Vejam só, meus caros: prestem sempre atenção nos acontecimentos ao redor de vocês. De preferência aqueles menores e mais bobos. Eles sempre servem como um aviso.
Por exemplo: quando eu estava ainda no meio do segundo grau – naquela época já doido para entrar numa faculdade de história – uma velha veio falar comigo. Mas antes que um de vocês pergunte o que isso tem de mais, pois realmente parece ser um evento tão pequeno que chega a ser idiota, vou me explicar melhor. Naquela época eu estava lendo o Ascensão e Queda do Terceiro Reich, de W. Shirer. Como eram quatro volumes, então eu aproveitava todo momento vago que eu tinha (eram muitos, incalculáveis) para lê-los, e o ônibus era, por assim dizer, minha sala de leituras predileta. Então estava eu num belíssimo dia lendo quando uma velha sentou ao meu lado. O livro chamou sua atenção e eu me pus a lê-lo mais ainda, rezando para que aquela senhora não me perturbasse. Aliás, antigamente no ônibus vez ou outra alguém vinha me encher a paciência enquanto eu lia algo. Teve uma vez que um senhor veio me aconselhar cautela, a fim de poupar-me de um terrível e potencial deslocamento da retina. Mas enfim, voltando à velha, nem minha cara quase afundada no livro adiantou:
- Que bom encontrar um jovem que gosta de ler! É tão difícil uma coisa dessas hoje em dia!
- Como se antes fosse mais fácil – responderia eu hoje, mas de uma forma mais educada. Naquele dia me contentei com um “é...”, seguido por sorriso.
- Ah, esse livro... Eu o li antes. Você gosta de história?
- Farei vestibular para história...
- Meus parabéns – respondeu sorrindo, com dentes meio amarelados. – Qual o seu nome?

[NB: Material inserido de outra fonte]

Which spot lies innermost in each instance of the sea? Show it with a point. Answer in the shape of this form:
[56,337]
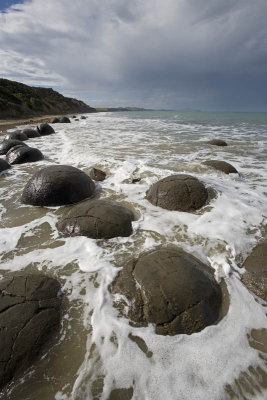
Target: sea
[93,355]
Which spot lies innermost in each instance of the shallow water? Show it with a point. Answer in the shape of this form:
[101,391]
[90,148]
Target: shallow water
[94,352]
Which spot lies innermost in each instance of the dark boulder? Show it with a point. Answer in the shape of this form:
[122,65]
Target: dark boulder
[45,129]
[64,120]
[217,142]
[170,289]
[55,120]
[7,144]
[97,219]
[178,192]
[221,166]
[17,135]
[57,185]
[255,277]
[97,174]
[3,165]
[29,315]
[31,133]
[23,154]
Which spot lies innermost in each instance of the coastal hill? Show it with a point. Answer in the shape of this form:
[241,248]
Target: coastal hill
[18,100]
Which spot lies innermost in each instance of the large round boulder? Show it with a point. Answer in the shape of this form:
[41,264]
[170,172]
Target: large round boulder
[23,154]
[255,276]
[170,289]
[31,133]
[17,135]
[221,166]
[45,129]
[7,144]
[29,314]
[57,185]
[217,142]
[64,120]
[3,165]
[178,192]
[97,219]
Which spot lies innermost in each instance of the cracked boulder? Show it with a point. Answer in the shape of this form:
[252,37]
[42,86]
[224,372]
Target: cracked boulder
[6,145]
[97,219]
[170,289]
[255,277]
[17,135]
[45,129]
[31,133]
[29,315]
[57,185]
[178,192]
[4,165]
[23,154]
[221,166]
[217,142]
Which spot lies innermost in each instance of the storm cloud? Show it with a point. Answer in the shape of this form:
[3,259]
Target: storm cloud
[205,54]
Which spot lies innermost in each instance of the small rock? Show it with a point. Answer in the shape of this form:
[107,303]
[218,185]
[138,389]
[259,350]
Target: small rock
[97,219]
[178,192]
[97,174]
[57,185]
[221,166]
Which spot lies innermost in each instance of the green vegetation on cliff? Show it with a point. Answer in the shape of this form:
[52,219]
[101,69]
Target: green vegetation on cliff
[18,101]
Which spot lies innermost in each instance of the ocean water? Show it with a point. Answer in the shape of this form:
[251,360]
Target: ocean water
[95,352]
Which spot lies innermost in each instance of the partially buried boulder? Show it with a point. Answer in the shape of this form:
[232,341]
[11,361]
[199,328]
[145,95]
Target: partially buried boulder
[217,142]
[57,185]
[29,314]
[221,166]
[6,145]
[255,277]
[178,192]
[17,135]
[45,129]
[170,289]
[23,154]
[97,174]
[31,133]
[97,219]
[64,120]
[3,165]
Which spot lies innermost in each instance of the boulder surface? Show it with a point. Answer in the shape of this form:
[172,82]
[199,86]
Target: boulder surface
[97,219]
[255,277]
[57,185]
[23,154]
[221,166]
[178,192]
[29,314]
[170,289]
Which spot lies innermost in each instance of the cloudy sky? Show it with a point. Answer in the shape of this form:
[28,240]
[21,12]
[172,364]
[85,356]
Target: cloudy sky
[201,54]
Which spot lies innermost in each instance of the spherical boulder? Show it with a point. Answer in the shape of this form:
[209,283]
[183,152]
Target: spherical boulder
[64,120]
[217,142]
[3,165]
[7,144]
[31,133]
[178,192]
[23,154]
[57,185]
[55,120]
[45,129]
[97,219]
[29,315]
[255,276]
[97,174]
[17,135]
[221,166]
[170,289]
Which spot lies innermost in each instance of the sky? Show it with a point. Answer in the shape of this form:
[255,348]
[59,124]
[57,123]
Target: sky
[209,55]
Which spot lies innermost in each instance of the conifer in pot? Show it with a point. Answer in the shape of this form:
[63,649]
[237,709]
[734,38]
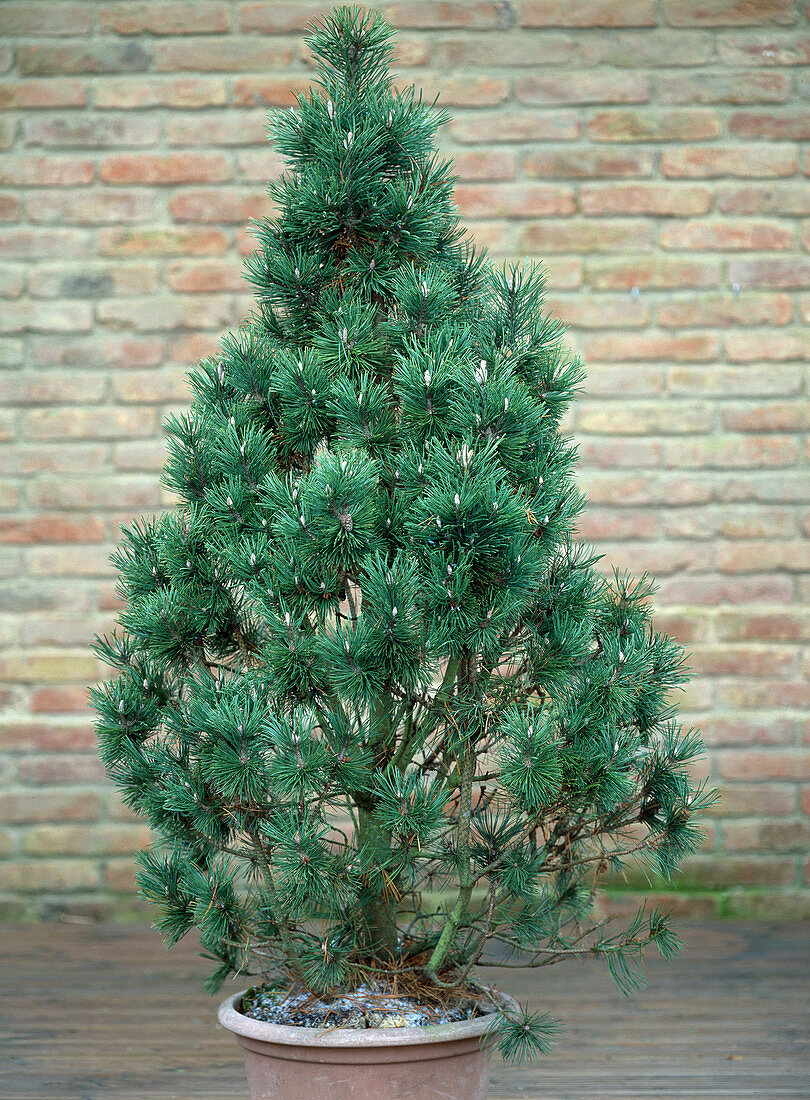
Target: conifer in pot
[375,699]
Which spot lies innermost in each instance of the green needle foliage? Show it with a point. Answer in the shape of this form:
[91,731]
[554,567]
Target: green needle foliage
[364,664]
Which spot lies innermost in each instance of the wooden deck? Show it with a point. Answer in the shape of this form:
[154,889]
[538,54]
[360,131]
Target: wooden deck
[101,1011]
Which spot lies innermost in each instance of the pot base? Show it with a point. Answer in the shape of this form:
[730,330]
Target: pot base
[444,1062]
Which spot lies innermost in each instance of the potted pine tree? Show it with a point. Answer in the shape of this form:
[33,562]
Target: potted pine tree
[384,714]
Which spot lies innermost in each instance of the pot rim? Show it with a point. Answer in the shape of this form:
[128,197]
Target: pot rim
[231,1019]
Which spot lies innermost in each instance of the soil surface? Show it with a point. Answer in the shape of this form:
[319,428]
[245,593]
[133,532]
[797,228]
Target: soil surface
[363,1008]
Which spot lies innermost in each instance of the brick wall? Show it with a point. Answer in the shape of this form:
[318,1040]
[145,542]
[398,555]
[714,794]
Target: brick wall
[654,154]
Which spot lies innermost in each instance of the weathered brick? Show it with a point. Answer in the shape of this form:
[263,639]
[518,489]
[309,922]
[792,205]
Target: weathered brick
[722,310]
[33,876]
[96,56]
[588,13]
[769,47]
[220,205]
[723,87]
[21,806]
[221,54]
[164,17]
[34,18]
[583,87]
[658,272]
[88,130]
[728,235]
[513,200]
[176,168]
[579,234]
[496,51]
[652,125]
[175,92]
[225,128]
[645,198]
[90,207]
[25,95]
[710,161]
[171,241]
[777,125]
[728,12]
[77,840]
[45,171]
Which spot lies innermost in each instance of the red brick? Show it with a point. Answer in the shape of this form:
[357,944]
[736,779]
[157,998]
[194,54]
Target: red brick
[588,13]
[637,418]
[34,876]
[723,310]
[172,241]
[223,54]
[583,87]
[274,17]
[748,347]
[775,125]
[750,765]
[780,417]
[9,208]
[225,128]
[780,274]
[20,807]
[53,528]
[645,198]
[480,164]
[108,422]
[647,48]
[588,163]
[723,87]
[747,557]
[220,205]
[204,276]
[25,243]
[176,168]
[91,207]
[24,95]
[710,161]
[55,770]
[86,130]
[652,272]
[729,235]
[496,51]
[45,171]
[765,47]
[733,451]
[653,125]
[58,700]
[650,347]
[271,91]
[182,91]
[101,55]
[728,12]
[579,234]
[513,200]
[600,311]
[199,17]
[469,13]
[44,18]
[785,625]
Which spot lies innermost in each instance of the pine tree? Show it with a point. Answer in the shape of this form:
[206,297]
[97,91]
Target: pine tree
[374,697]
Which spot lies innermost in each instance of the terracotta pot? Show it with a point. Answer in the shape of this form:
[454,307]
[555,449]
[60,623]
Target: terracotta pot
[442,1060]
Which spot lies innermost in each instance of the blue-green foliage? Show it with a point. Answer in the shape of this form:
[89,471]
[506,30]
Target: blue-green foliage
[367,655]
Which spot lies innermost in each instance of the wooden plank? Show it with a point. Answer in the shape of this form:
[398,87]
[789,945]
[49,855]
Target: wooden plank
[98,1011]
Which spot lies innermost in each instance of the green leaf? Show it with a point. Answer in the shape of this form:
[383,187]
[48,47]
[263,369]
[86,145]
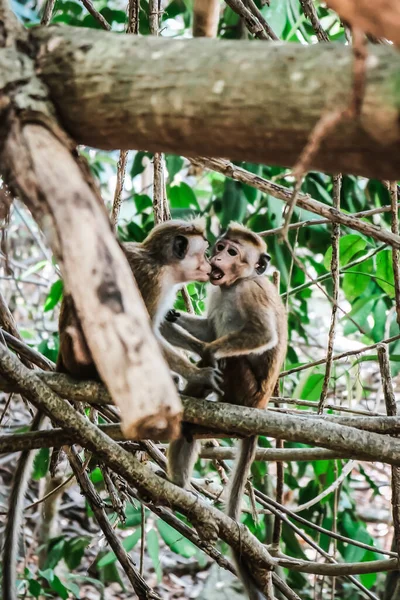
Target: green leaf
[233,203]
[55,552]
[276,15]
[128,543]
[73,588]
[174,164]
[368,579]
[384,272]
[133,515]
[41,463]
[74,551]
[309,386]
[356,282]
[142,202]
[182,196]
[35,588]
[59,587]
[349,246]
[153,548]
[55,295]
[138,167]
[175,540]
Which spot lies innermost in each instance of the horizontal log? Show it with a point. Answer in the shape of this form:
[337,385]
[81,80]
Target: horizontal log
[39,163]
[239,99]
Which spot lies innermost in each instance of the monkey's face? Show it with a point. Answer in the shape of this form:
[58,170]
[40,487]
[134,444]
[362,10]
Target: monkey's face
[233,260]
[192,263]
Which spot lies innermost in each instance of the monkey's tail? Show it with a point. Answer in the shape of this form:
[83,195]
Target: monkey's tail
[14,517]
[247,452]
[182,455]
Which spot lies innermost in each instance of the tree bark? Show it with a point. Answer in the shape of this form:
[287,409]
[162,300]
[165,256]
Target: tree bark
[239,99]
[40,164]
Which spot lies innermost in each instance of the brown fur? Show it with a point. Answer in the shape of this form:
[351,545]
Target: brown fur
[151,262]
[205,18]
[246,332]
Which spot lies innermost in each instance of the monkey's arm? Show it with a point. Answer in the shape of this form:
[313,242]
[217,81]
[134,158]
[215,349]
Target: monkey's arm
[209,377]
[198,327]
[176,335]
[258,335]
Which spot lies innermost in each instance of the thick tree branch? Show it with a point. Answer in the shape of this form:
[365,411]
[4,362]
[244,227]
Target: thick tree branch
[204,107]
[40,164]
[209,522]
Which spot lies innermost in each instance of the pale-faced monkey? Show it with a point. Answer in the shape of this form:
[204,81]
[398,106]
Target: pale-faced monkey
[246,332]
[172,254]
[205,18]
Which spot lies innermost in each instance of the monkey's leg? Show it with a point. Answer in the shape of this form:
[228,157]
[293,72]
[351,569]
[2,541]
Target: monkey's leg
[182,455]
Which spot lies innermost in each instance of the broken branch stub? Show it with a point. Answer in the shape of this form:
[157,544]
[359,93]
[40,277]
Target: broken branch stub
[40,165]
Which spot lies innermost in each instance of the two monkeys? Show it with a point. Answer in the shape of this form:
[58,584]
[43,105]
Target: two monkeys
[242,345]
[242,341]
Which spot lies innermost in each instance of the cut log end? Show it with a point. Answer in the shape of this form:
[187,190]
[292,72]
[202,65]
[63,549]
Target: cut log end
[162,426]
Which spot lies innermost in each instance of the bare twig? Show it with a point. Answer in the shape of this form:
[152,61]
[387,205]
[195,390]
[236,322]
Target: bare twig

- Ibn-Sinâ – mais uma vez é o que eu responderia hoje, como da vez que desgraçadamente fui inventar para um desses evangélicos que entregam papel na rua que eu era judeu e, portanto, não podia aceitá-los. Pelo que ele começou a dizer e pela sua expressão facial, parecia que eu tinha dito que acabara de beber guaraná com o Demônio. Mas dei uma resposta ultra-conservadora para a velha, dizendo meu nome verdadeiro.
- Cassiano, você deve ser um jovem que adora ler. Que bom que fará faculdade de história. Eu sou professora de história aposentada. E... – começou a contar a vida boa mas dura de um professor de história, como cuidou de não-sei-quantos-filhos, como um deles foi parar nos EUA, outro virou um renomado não-lembro-o-quê, e por aí vai.
Naquele momento eu comecei a reparar que a velha estava muito, muito, muito mal-arrumada. Então a história dos não-sei-quantos-filhos que se tornaram homens bem-sucedidos parecia cada vez mais insólita. Bom, longe de duvidar, mas havia algo estranho. De qualquer jeito, aquela senhora estava realmente acabada. Ela falando toda contente sobre história e eu só pensava no quê foi que eu pensara para escolher um troço desses. A conversa durou acho que uns cinco minutos, tempo que levou entre ela pegar o ônibus na Pedro Américo e saltar no Largo do Machado (se você não faz a mínima idéia de quê raio de lugares são esses, azar o seu, me desculpe). Educadamente, antes de sair, ela me desejou sorte e mais uma vez disse que essa era uma bela carreira. Minha reação foi parecida com a de alguém que entrou em contato com algo de que tem alergia. E quase arremessei o Shirer pela janela, mas meu corpo reagiu bem e pude me controlar. Virou um episódio burlesco apenas.
Só hoje, uns seis anos depois daquele incidente, é que percebo que ali, na minha frente, estava um sinal. Era um aviso do tipo “pensa bem nisso, rapaz, pensa bem...” Se fosse nos tempos de Tirésias, qualquer um perceberia (ainda mais se de repente ao mesmo tempo caísse um raio, um bicho fosse atacado por outro ou uma jumenta parisse um sapo). Ignorei o agouro funesto e me meti no que me meti. Portanto, leitores, prestem muita atenção nestes pequeninos acontecimentos. Vocês poderão se poupar de muita coisa insólita.
PS: Essa história de prestar atenção nos acontecimentos de nossas vidas me fez lembrar um filme muito bom, Aurora. Muito bom? É um filme espetacular, uma das melhores coisas que já vi! Um dia comentarei sobre ele, embora se vocês lerem isso, verão que quase não terei mais o que dizer de relevante. É outra das minhas recomendações-se-eu tivesse-alguma-autoridade-para-isso.